At least 734 employees of the city council have tested positive since the virus outbreak, he said. However the council understood its responsibilities and would render services in a safe and efficient manner during the pandemic.

It would continue to respond to situations such as electricity outages and water leaks, address the backlogs of cutting grass, and carry out maintenance in cemeteries and parks.

However, because of the pandemic and lockdown regulations,Williams said the city had changed the working routines of many of its staff.

"For example, the majority of meetings and planning engagements in the City now take place virtually by using online platforms. Important meetings with stakeholders and intergovernmental structures are also organised through these channels.“

This, he said, allowed officials to work safely while also ensuring that communication and the co-ordination of resources were properly managed.

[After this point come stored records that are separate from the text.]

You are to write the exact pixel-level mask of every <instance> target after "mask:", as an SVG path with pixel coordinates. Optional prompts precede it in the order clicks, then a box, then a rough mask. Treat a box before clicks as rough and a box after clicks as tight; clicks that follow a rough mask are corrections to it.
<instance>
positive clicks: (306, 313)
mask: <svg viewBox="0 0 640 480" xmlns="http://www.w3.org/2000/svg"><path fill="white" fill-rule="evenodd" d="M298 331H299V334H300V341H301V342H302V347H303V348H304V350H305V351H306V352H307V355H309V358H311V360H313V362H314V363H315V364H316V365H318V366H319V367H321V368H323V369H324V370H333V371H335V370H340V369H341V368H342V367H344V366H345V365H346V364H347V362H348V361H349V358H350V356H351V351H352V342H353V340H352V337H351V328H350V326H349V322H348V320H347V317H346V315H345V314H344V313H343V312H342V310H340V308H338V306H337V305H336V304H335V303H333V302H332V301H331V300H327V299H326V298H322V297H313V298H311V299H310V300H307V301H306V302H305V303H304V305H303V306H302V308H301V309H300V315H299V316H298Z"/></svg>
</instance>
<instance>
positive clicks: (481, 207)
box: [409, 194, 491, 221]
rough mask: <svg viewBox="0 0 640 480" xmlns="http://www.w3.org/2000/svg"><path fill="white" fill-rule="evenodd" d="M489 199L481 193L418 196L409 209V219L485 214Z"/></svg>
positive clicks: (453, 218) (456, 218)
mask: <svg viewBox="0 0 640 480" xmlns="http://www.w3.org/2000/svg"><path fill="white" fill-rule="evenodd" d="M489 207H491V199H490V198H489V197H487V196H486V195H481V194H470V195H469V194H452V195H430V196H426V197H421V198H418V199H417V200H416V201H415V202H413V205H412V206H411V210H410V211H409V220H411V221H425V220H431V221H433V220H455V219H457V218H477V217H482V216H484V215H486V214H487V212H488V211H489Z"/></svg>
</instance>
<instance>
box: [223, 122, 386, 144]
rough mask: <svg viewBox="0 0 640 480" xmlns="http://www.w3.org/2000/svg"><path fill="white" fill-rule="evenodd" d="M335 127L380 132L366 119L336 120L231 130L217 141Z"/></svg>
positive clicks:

With the rising virus infections in the country, and Tshwane as a hot spot, the council has Covid-19 protocols in place to manage the risk in workplaces.

Williams said: “When positive cases emerge, they are tracked via our Occupational and Employee Health, Safety and Wellness Section, the applicable tracing is done to assess the level of risk, and the relevant areas are cleaned and disinfected.”

He disclosed that to date, at least 734 staff in Tshwane have tested positive. In some cases, office buildings had to be closed for deep cleaning and services were suspended, sometimes at short notice.

Health clinics under the metro provided services such as testing and screening, while also conducting continuous public awareness of Covid-19.

Williams said the Tshwane metro police department had the responsibility to enforce the regulations by policing alcohol use, which can result in accidents and unnecessary trauma or violence. They worked with police to ensure other regulations were also adhered to.

"We will ensure that the responsibilities of the City in terms of basic service delivery are provided to our residents and that the workflow in the City brings stability during this time when many of us are faced with uncertainty," he said.